Former New York Yankees pitcher Mel Stottlemyre's health has improved, and he is "looking forward to getting out of the hospital," according to his son, Todd, in a Facebook post Saturday.
A day before, Todd Stottlemyre had posted that his father was "fighting for his life."
Mel Stottlemyre announced in 2000 that he had been diagnosed with multiple myeloma, a cancer of the blood marrow.
The 75-year-old was a three-time 20-game winner for the Yankees, as well as a five-time All-Star. He played 11 seasons in the Bronx, from 1964 to 1974, and compiled a career record of 164-139.
He was the Yankees' pitching coach for four World Series titles (1996, 1998-2000). He also was the pitching coach on the Mets' 1986 world championship team.
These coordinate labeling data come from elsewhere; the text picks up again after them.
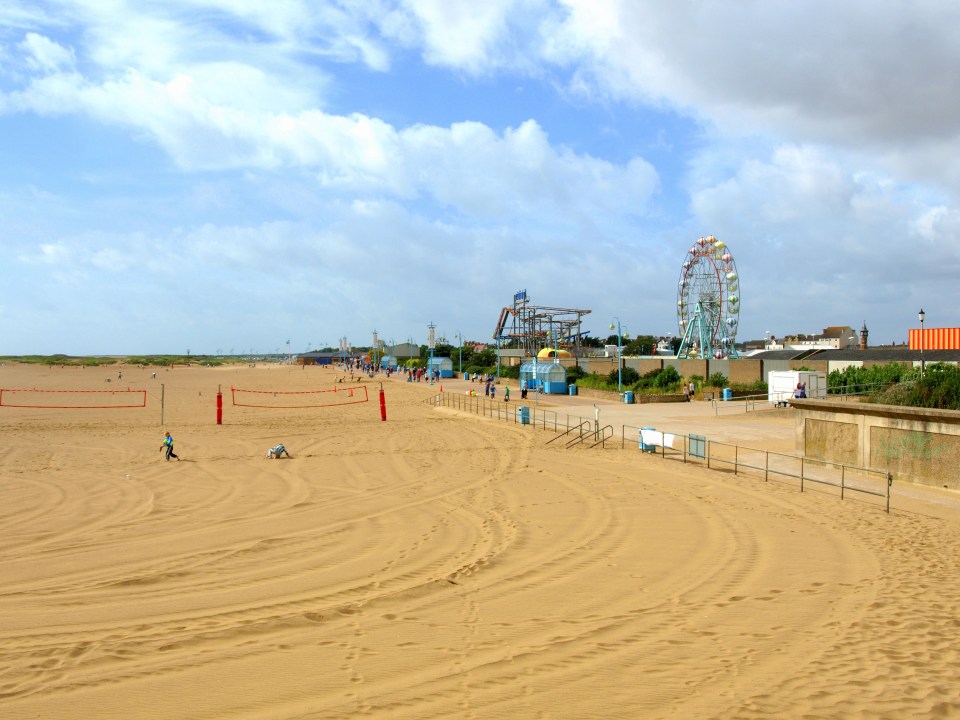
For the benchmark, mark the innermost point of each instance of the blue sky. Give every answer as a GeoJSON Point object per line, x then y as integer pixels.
{"type": "Point", "coordinates": [219, 175]}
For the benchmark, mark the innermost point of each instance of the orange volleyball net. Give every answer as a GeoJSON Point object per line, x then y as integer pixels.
{"type": "Point", "coordinates": [72, 399]}
{"type": "Point", "coordinates": [294, 399]}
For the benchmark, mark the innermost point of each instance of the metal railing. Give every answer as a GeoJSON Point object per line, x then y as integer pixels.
{"type": "Point", "coordinates": [712, 454]}
{"type": "Point", "coordinates": [717, 455]}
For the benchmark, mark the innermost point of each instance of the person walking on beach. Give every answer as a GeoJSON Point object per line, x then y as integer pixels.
{"type": "Point", "coordinates": [168, 446]}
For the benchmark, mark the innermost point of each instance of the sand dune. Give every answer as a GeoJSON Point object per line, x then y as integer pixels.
{"type": "Point", "coordinates": [439, 565]}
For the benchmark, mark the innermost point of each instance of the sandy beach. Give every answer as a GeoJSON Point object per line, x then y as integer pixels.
{"type": "Point", "coordinates": [442, 565]}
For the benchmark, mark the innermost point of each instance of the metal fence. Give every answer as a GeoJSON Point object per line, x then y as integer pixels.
{"type": "Point", "coordinates": [758, 402]}
{"type": "Point", "coordinates": [769, 465]}
{"type": "Point", "coordinates": [694, 449]}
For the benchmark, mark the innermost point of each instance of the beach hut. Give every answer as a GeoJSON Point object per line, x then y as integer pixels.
{"type": "Point", "coordinates": [548, 354]}
{"type": "Point", "coordinates": [550, 376]}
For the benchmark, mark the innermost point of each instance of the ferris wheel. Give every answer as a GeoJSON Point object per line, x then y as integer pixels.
{"type": "Point", "coordinates": [708, 301]}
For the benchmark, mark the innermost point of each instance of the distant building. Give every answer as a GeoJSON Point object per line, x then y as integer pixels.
{"type": "Point", "coordinates": [838, 337]}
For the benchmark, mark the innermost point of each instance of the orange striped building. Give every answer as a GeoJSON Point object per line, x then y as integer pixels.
{"type": "Point", "coordinates": [935, 339]}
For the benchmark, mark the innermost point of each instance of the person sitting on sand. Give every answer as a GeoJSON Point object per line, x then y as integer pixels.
{"type": "Point", "coordinates": [276, 452]}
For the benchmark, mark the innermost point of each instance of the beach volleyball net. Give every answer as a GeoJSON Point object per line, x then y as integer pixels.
{"type": "Point", "coordinates": [294, 399]}
{"type": "Point", "coordinates": [73, 399]}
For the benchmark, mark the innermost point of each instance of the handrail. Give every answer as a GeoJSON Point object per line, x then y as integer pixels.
{"type": "Point", "coordinates": [570, 430]}
{"type": "Point", "coordinates": [604, 436]}
{"type": "Point", "coordinates": [706, 452]}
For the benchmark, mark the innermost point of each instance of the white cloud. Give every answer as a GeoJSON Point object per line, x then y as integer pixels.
{"type": "Point", "coordinates": [42, 53]}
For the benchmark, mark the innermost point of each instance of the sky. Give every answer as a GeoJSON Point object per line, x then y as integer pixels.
{"type": "Point", "coordinates": [234, 176]}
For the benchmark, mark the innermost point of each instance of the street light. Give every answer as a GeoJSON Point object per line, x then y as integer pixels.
{"type": "Point", "coordinates": [619, 359]}
{"type": "Point", "coordinates": [921, 315]}
{"type": "Point", "coordinates": [460, 349]}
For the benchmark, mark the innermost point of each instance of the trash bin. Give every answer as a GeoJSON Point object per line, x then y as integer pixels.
{"type": "Point", "coordinates": [643, 446]}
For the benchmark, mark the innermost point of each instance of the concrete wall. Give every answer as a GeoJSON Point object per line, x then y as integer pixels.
{"type": "Point", "coordinates": [643, 365]}
{"type": "Point", "coordinates": [915, 444]}
{"type": "Point", "coordinates": [693, 367]}
{"type": "Point", "coordinates": [745, 371]}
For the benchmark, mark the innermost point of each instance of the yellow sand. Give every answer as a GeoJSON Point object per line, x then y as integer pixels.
{"type": "Point", "coordinates": [440, 565]}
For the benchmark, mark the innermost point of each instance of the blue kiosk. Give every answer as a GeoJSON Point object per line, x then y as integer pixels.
{"type": "Point", "coordinates": [550, 377]}
{"type": "Point", "coordinates": [444, 365]}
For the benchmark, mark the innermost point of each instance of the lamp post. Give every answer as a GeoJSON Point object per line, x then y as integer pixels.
{"type": "Point", "coordinates": [921, 315]}
{"type": "Point", "coordinates": [460, 351]}
{"type": "Point", "coordinates": [619, 358]}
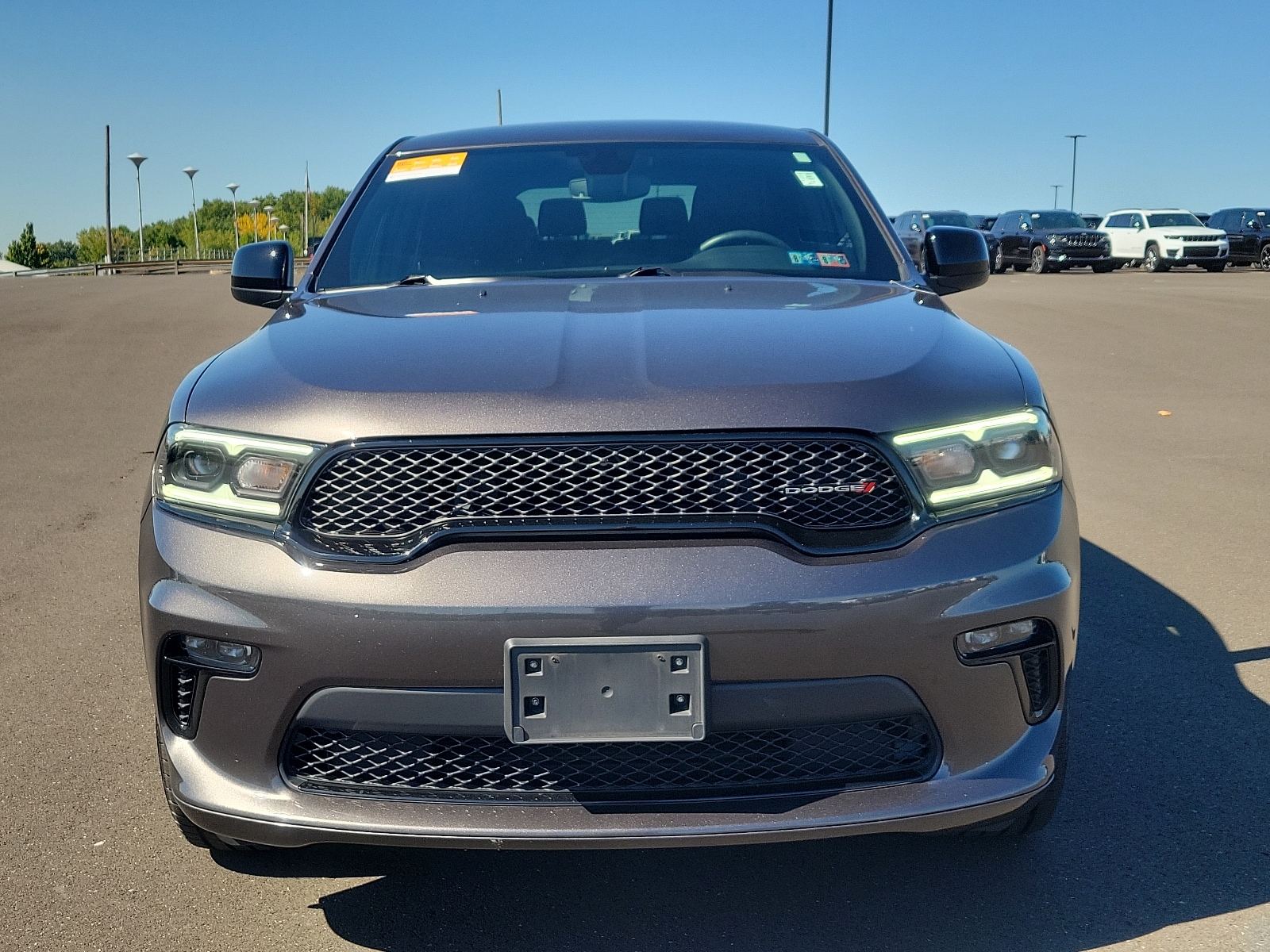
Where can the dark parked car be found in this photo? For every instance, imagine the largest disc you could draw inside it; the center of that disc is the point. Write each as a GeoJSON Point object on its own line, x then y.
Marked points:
{"type": "Point", "coordinates": [601, 486]}
{"type": "Point", "coordinates": [1249, 232]}
{"type": "Point", "coordinates": [1049, 241]}
{"type": "Point", "coordinates": [912, 228]}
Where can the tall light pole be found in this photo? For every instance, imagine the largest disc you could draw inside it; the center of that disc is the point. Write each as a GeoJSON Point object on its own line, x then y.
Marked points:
{"type": "Point", "coordinates": [1072, 194]}
{"type": "Point", "coordinates": [233, 188]}
{"type": "Point", "coordinates": [829, 67]}
{"type": "Point", "coordinates": [194, 205]}
{"type": "Point", "coordinates": [137, 159]}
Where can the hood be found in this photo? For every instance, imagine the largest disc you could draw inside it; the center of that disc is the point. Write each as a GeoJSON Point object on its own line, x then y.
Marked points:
{"type": "Point", "coordinates": [634, 355]}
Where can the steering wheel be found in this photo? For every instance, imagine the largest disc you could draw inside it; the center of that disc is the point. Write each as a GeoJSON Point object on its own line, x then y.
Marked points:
{"type": "Point", "coordinates": [742, 236]}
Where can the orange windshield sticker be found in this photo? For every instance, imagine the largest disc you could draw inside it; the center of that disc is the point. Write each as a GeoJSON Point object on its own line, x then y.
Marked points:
{"type": "Point", "coordinates": [427, 167]}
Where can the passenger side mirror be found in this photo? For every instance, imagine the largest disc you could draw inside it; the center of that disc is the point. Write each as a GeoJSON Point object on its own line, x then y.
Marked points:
{"type": "Point", "coordinates": [956, 259]}
{"type": "Point", "coordinates": [262, 273]}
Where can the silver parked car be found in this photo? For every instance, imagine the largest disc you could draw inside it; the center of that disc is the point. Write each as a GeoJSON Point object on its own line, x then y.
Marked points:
{"type": "Point", "coordinates": [610, 486]}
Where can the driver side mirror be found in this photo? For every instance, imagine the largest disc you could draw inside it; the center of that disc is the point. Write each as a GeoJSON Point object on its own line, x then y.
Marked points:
{"type": "Point", "coordinates": [262, 273]}
{"type": "Point", "coordinates": [956, 259]}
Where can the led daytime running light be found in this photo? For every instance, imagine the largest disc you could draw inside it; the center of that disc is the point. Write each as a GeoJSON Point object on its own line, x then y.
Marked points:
{"type": "Point", "coordinates": [237, 446]}
{"type": "Point", "coordinates": [991, 484]}
{"type": "Point", "coordinates": [972, 431]}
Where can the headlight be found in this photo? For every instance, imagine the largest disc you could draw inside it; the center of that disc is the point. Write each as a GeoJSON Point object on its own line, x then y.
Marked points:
{"type": "Point", "coordinates": [994, 457]}
{"type": "Point", "coordinates": [229, 474]}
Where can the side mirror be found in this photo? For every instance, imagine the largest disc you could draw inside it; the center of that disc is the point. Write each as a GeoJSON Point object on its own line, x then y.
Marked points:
{"type": "Point", "coordinates": [262, 273]}
{"type": "Point", "coordinates": [956, 259]}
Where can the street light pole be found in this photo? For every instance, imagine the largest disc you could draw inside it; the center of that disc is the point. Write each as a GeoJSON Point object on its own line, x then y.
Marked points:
{"type": "Point", "coordinates": [233, 188]}
{"type": "Point", "coordinates": [1072, 194]}
{"type": "Point", "coordinates": [137, 159]}
{"type": "Point", "coordinates": [194, 205]}
{"type": "Point", "coordinates": [829, 67]}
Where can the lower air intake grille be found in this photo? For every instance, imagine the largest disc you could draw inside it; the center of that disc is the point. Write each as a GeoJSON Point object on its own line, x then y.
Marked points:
{"type": "Point", "coordinates": [723, 766]}
{"type": "Point", "coordinates": [1038, 674]}
{"type": "Point", "coordinates": [182, 693]}
{"type": "Point", "coordinates": [387, 501]}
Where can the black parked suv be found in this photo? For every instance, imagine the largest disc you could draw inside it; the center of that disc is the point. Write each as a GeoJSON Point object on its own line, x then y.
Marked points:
{"type": "Point", "coordinates": [1049, 241]}
{"type": "Point", "coordinates": [1249, 232]}
{"type": "Point", "coordinates": [912, 228]}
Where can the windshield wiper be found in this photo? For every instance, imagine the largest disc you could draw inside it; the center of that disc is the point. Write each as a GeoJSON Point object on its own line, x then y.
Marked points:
{"type": "Point", "coordinates": [645, 271]}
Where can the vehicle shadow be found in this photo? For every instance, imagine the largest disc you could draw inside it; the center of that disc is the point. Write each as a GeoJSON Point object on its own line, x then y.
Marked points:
{"type": "Point", "coordinates": [1165, 819]}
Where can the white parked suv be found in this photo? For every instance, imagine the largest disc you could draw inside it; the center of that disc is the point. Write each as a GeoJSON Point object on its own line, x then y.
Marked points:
{"type": "Point", "coordinates": [1164, 238]}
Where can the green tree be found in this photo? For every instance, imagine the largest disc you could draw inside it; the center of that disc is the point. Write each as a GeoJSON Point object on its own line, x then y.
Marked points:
{"type": "Point", "coordinates": [27, 251]}
{"type": "Point", "coordinates": [63, 254]}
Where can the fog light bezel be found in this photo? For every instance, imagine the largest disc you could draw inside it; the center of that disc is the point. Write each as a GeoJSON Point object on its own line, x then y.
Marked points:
{"type": "Point", "coordinates": [1045, 638]}
{"type": "Point", "coordinates": [175, 655]}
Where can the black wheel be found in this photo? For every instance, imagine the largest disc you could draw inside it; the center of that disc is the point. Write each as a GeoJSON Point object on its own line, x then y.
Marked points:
{"type": "Point", "coordinates": [1037, 812]}
{"type": "Point", "coordinates": [1153, 262]}
{"type": "Point", "coordinates": [1039, 260]}
{"type": "Point", "coordinates": [194, 833]}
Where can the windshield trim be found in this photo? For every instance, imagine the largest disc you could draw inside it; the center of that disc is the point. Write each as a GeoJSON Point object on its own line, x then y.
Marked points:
{"type": "Point", "coordinates": [869, 207]}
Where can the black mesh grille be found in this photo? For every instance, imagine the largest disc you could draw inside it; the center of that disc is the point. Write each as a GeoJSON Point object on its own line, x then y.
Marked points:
{"type": "Point", "coordinates": [1038, 674]}
{"type": "Point", "coordinates": [384, 501]}
{"type": "Point", "coordinates": [723, 766]}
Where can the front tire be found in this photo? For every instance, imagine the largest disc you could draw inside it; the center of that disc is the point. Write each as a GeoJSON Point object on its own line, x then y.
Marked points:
{"type": "Point", "coordinates": [1153, 262]}
{"type": "Point", "coordinates": [1039, 260]}
{"type": "Point", "coordinates": [194, 835]}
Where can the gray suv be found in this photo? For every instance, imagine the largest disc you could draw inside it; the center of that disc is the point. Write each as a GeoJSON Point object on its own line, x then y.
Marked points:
{"type": "Point", "coordinates": [610, 486]}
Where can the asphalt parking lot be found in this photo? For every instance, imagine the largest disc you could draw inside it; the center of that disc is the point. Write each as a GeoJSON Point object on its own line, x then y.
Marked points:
{"type": "Point", "coordinates": [1162, 841]}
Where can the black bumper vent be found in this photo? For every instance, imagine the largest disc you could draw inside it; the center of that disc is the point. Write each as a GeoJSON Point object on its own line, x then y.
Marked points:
{"type": "Point", "coordinates": [724, 766]}
{"type": "Point", "coordinates": [387, 501]}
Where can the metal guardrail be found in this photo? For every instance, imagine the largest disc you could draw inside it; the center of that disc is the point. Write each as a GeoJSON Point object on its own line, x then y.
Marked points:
{"type": "Point", "coordinates": [175, 266]}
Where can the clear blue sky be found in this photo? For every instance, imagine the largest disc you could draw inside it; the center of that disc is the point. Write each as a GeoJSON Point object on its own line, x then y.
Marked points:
{"type": "Point", "coordinates": [939, 103]}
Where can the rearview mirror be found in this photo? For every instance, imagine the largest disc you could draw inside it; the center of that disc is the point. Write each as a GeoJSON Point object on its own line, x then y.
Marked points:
{"type": "Point", "coordinates": [956, 259]}
{"type": "Point", "coordinates": [262, 273]}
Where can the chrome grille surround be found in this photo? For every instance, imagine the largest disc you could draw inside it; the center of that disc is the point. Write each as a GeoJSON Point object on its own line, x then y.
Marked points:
{"type": "Point", "coordinates": [389, 501]}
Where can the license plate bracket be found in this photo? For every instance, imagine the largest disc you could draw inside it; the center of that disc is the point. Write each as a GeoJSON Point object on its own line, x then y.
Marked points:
{"type": "Point", "coordinates": [577, 691]}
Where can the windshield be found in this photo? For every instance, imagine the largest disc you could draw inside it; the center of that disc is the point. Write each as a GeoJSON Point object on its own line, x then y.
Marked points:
{"type": "Point", "coordinates": [592, 209]}
{"type": "Point", "coordinates": [1168, 220]}
{"type": "Point", "coordinates": [959, 219]}
{"type": "Point", "coordinates": [1058, 220]}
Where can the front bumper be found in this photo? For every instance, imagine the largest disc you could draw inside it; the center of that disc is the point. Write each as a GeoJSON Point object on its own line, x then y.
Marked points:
{"type": "Point", "coordinates": [768, 616]}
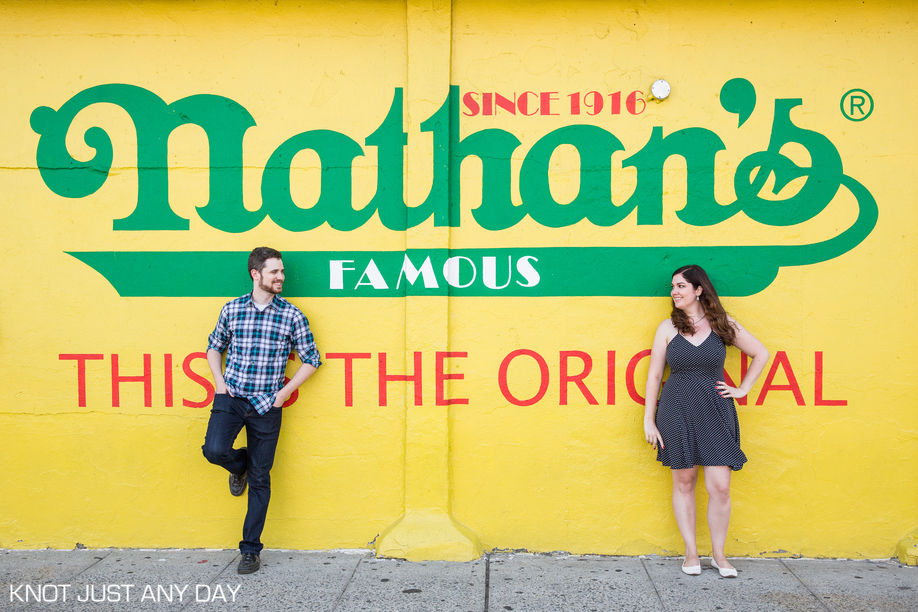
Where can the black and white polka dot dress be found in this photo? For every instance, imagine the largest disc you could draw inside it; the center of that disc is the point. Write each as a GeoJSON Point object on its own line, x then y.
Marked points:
{"type": "Point", "coordinates": [698, 426]}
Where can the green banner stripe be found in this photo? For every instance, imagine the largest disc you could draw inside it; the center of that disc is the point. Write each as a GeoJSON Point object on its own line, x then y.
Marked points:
{"type": "Point", "coordinates": [543, 271]}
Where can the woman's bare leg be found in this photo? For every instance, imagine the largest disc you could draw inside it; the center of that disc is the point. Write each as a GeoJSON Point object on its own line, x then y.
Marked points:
{"type": "Point", "coordinates": [717, 483]}
{"type": "Point", "coordinates": [684, 482]}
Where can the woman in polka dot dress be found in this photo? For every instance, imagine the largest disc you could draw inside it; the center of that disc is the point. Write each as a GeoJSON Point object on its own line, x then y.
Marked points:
{"type": "Point", "coordinates": [696, 422]}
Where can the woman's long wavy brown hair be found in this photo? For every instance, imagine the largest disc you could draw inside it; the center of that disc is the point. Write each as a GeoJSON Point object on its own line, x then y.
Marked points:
{"type": "Point", "coordinates": [710, 302]}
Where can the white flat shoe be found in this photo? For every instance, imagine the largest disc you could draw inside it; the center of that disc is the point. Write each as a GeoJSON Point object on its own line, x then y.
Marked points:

"Our family has been overwhelmed with Joy at the amount of love and prayers for my father and family," Todd Stottlemyre wrote Saturday. "Please know that the greatest warrior I have ever known is doing a lot better. He is recovering at God speed and he is looking forward to getting out of the hospital. It's just a matter of time before he is fishing again. Please share this post so that all the people who have been praying know that their prayers have been answered and that our family is forever grateful..."
In 2015, the Yankees honored Stottlemyre with a plaque in Monument Park.
"The pinstripes, to me, they mean everything," he said during the ceremony. "It's my ballclub. This is my second home. It's been a thrill over the years to wear this uniform. I can honestly say every time I put this uniform on -- even though we weren't -- I felt unbeatable."
Todd Stottlemyre and his brother Mel Jr. were both second-generation major league pitchers. Their brother Jason died of leukemia at age 11.